The blue-chip S&P 500 share index fell nearly 1.7 per cent while the technology-heavy Nasdaq Composite dropped 2.5 per cent. Europe’s Stoxx 600 index fell 1.9 per cent.

The yield on the 10-year US Treasury note, which acts as a benchmark for borrowing costs for companies and households worldwide, added 0.05 percentage points to 1.539 per cent, a level not seen since June.

Government bond yields, which move inversely to prices, have climbed over the last week to track anticipated interest rate rises by the US and UK central banks, who have signalled moves away from pandemic-era monetary stimulus in the face of persistently high inflation.

The 10-year Treasury yield, which traded around 1.3 per cent a week ago, is also a barometer used by investors to assess the value of public companies’ future earnings, cash flows and dividends.

“When bond rates go up it makes equities look less attractive, and particularly those whose dividend yields are very small, such as in the technology sector,” said Rebecca Chesworth, senior equities strategist at State Street Global Advisors’ SPDR ETF business.

Last week, the Federal Reserve said it could easily move ahead with a reduction of its $120bn-a-month of bond purchases.

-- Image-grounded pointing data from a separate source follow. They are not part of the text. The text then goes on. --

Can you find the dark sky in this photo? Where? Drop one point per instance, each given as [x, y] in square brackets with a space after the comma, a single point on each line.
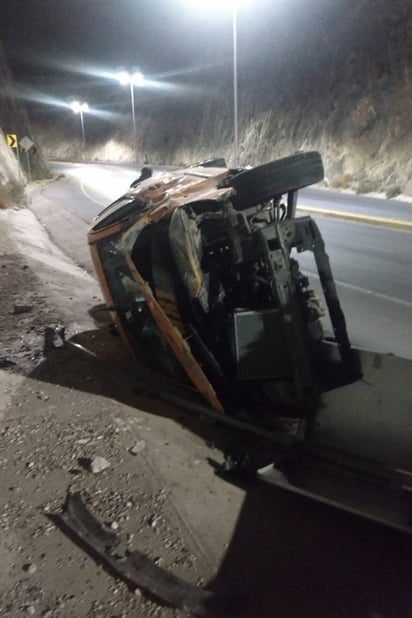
[156, 35]
[66, 47]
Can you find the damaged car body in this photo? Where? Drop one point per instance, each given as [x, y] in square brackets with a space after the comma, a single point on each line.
[200, 269]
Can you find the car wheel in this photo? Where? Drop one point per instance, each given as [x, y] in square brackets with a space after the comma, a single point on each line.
[276, 178]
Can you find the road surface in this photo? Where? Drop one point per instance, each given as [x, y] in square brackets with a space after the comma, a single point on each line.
[371, 263]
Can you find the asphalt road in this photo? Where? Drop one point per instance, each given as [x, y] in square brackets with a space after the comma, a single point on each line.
[371, 264]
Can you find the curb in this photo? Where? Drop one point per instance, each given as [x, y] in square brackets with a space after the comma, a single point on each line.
[395, 223]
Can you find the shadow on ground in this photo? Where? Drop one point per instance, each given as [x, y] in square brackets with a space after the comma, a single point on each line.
[289, 557]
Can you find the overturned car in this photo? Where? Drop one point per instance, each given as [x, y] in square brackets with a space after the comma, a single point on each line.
[199, 267]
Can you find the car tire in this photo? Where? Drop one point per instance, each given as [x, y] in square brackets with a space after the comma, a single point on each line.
[276, 178]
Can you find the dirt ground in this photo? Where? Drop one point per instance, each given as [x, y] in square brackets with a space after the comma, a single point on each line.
[264, 553]
[58, 412]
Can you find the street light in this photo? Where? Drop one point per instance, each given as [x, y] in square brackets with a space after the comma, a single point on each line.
[80, 107]
[131, 79]
[233, 4]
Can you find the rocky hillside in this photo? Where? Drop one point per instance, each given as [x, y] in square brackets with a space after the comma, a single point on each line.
[336, 77]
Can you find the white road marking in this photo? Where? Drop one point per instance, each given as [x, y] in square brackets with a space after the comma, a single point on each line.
[356, 288]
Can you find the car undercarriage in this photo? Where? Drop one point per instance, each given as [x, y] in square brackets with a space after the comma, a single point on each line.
[200, 267]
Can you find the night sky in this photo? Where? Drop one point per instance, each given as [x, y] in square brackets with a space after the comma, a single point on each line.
[69, 48]
[158, 36]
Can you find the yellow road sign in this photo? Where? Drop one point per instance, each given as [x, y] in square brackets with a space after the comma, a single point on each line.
[12, 140]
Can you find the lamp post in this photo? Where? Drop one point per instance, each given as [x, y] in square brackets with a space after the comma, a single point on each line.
[235, 101]
[233, 4]
[80, 107]
[131, 80]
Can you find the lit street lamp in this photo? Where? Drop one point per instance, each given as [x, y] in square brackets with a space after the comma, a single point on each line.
[131, 79]
[233, 4]
[80, 108]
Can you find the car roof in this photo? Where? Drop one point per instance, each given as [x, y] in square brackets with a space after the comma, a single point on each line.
[162, 193]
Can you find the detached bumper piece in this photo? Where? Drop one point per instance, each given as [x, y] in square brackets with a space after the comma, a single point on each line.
[134, 567]
[376, 493]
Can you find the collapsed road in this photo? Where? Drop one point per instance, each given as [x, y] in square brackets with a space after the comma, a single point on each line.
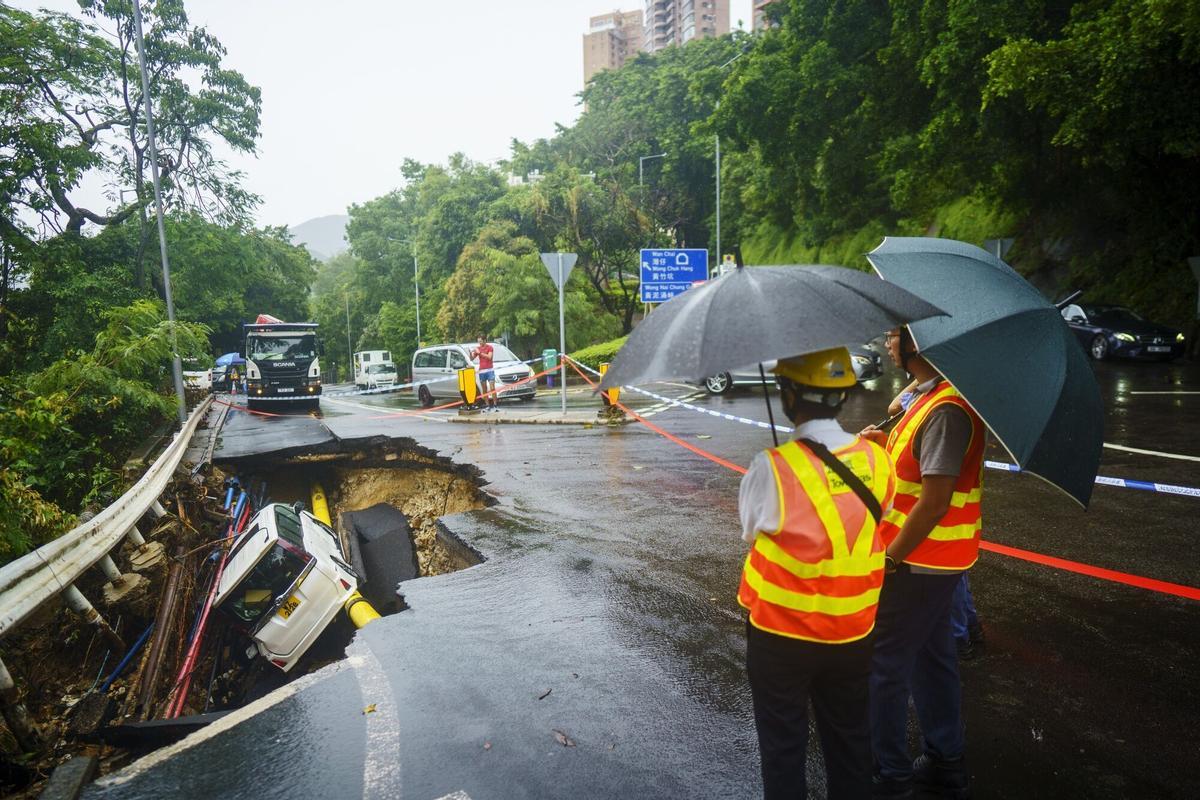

The world’s most influential central bank also revealed that half of its monetary policymakers expect the first post-pandemic interest rate rise in 2022.

“The main market narrative is one of stagflation,” said Samy Chaar, chief economist at Swiss bank Lombard Odier, referring to the spectre of high inflation and a slower economic expansion due to energy price rises and “growth worries coming out of China.”

A day later the Bank of England warned UK inflation could top 4 per cent into next year, sparking expectations it was moving closer to raising interest rates from record lows.

The UK 10-year gilt yield climbed 0.05 percentage points on Tuesday to breach 1 per cent for the first time since March 2020. Sterling dropped almost 1.2 per cent against the dollar to purchase $1.354.

Testifying to Congress on Tuesday, Fed chair Jay Powell said that supply side constraints that have kept headline US inflation above five per cent for three consecutive months were “larger and longer lasting than anticipated.”

Powell made these comments hours after Brent crude, the international oil benchmark, crossed $80 a barrel for the first time since October 2018, driven higher by hurricanes curtailing US production and surging natural gas prices.

The US Conference Board’s consumer confidence index, published on Tuesday, also hit a seven-month low in September. The study’s authors cited concerns about the highly infectious Delta variant of coronavirus for the drop.

Investors are still waiting to see whether Beijing authorities will manage to contain any spillover from a debt crisis at Evergrande, a major Chinese homebuilder that missed an interest payment on bonds held by foreign investors last week.

Chaar added that if central banks raising rates coincided with above-trend economic growth next year, stocks with higher dividend yields, such as those in the banking and energy sectors, could outperform.